26

110 22 23
                                    

Kembali pada rutinitas, bukan berarti semua yang terjadi di sekitar saya akan sama seperti sebelum-sebelumnya.

Memang, saya masih bekerja, saya masih berangkat pagi-pagi sekali, saya masih lebih suka mengikat rambut saya menjadi satu daripada membiarkannya tergerai, saya masih dihadapkan oleh setumpuk dokumen yang harus saya kerjakan secara manual tanpa bantuan otak komputer sedikitpun.

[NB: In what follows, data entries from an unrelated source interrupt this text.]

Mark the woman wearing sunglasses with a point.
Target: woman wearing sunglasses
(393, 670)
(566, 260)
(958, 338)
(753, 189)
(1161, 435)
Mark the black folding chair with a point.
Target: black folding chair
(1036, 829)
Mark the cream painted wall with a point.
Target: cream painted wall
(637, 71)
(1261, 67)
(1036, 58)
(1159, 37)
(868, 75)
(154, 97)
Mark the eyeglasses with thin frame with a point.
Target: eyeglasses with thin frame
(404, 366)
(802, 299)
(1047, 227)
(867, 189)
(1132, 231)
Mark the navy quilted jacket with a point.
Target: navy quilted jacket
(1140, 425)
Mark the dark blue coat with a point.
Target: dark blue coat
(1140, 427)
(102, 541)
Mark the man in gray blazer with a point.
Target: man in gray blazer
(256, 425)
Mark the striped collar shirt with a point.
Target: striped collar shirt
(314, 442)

Semua masih terasa sama, kecuali pada suasana di sekitar saya yang terasa sedikit lebih hening. Entah karena setelah hari libur kemarin beberapa pegawai di divisi saya belum bersemangat untuk mengantor, atau karena saya belum menemukan kehadiran seorang lelaki di belakang bangku saya.

Laptopnya menyala, jas abu-abunya masih tergantung pada sandaran bangku, bahkan tas hitam itu tergeletak manis di atas meja tepat bersebelahan dengan setumpuk pekerjaan saya.

Tetapi, enggan dihajar oleh rasa penasaran, cepat-cepat saya beralih pada tugas saya sendiri sebab saya tidak mau fokus saya terpecah belah menjadi dua apabila saya ingin menyelesaikan pekerjaan ini secepat mungkin, alasan lain agar saya dapat pulang lebih awal, dan agar saya dapat segera pergi dari keheningan tak berarti ini.

Sampai jarum jam menjejak angka sebelas, saya meregangkan tubuh sedikit seraya menghitung, kiranya sudah berapa jam lamanya saya duduk dan menunduk tanpa distraksi dalam bentuk apa pun.

Lagi, mengingat itu, saya menoleh dan masih menemukan spasi di belakang sana antara ada dan tiada. Awalnya saya ragu jika dia tidak datang dan yang ada di sini adalah orang lain, namun ketika saya mencoba membuka daftar absen elektronik di samping pintu masuk ruang kantor saya, saya bisa temukan presensi 'Malik Damian' di kolom ketiga persis sebelum nama saya berada, yang artinya dia datang lebih dulu dari saya beberapa menit.

Saya juga tidak tahu mengapa saya jadi bertanya-tanya seperti ini, padahal seharusnya saya bisa bersikap biasa saja, bukan?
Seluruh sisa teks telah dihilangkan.